Долго сидел Вялков, смотрел в пол и думал. Трудно было ему отпустить без наказанья вора, а бабье дело сбило его с толку. Потом мне сама Марья Федоровна призналась: не по доброте хотел Вялков, чтобы мужик отнес бабе мешок муки, а хотел он испытать: поднимет вор мешок в пять пудов или хребет себе сломает? Очень был ожесточен он сердцем и хотел, чтобы вор сам себе хребет сломал, а потом жалко ему стало и мужика и бабу. Сбил его мужик тем, что не хотел позорить бабу, а баба и сама, может, не по своей вине с пути свернула.
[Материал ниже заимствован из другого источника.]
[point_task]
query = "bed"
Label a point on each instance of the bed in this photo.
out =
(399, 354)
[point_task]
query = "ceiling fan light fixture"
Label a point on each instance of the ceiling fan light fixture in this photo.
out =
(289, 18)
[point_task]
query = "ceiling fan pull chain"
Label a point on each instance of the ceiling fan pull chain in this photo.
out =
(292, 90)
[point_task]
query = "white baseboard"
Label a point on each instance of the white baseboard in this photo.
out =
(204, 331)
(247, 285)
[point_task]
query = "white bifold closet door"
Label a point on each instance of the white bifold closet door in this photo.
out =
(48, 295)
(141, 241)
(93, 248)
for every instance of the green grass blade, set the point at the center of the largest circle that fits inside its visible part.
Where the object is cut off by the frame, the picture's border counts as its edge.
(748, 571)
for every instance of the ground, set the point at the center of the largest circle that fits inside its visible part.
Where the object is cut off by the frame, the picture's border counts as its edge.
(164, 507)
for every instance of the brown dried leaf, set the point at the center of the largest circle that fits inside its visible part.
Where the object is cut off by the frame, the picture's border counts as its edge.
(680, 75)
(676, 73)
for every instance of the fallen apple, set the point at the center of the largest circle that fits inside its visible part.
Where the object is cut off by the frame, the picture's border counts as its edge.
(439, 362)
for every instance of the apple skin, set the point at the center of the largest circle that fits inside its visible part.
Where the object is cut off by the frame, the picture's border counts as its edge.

Митрий, видимо и сам был озабочен положением Вялкова и может быть смолк потому, что сам у себя спрашивал, как бы сам он поступил тогда с этим вором? Эта Митриева задержка конца к рассказу, вынудила Василия опять переспросить:

- Дак чем же все это дело кончилось?

- Чем кончилось? - как бы спросонья сам себя спросил Митрий. - Вот в том-то и дело, что кончилось это дело так, что и в книжках так не пишут. Как раз тогда нанял Вялков Алеху Кучерявого. Поглянулся ему этот парень, да и правда - сокол. Пошептался он с ним. Велел запрячь пару рыжих в добрую телегу, наложил всего на телегу, посадил рядом с Алехой мужика и говорит ему:

- Забирай свою бабу. Алеха отвезет тебя, куда скажешь, только дальше тридцати-сорока верст лошадей гонять не дам.

- Ну, тут уж ни баба, ни мужик позора не боялись, уехали, как муж и жена. А Алеха после сказывал, взаправду как-то поженились, только уехали подальше от наших мест. С тех пор Вялков спит спокойно и красного петуха отпугнул так, что не прилетит обратно. Да и за что такого хозяина поджигать?

Митрий под конец сам громко расхохотался и прибавил:

- С тех пор у нас на пашне либо на покосе пошло присловье. Ежели кто пожалуется на грыжу либо на другие слабости, ему советуют: иди, говорят, к Вялкову, он от всех болезней может вылечить...

Как никогда еще, дружно и весело прошел Покров в избе у Митрия. Но гусем и рассказами Митрия день не кончился. Василий Лукич получил и принес с собой письмо от отца, значит от дедушки, Луки Спиридоныча.

Но это уже начало нового для Егорки приключения и надо рассказать о нем подробнее.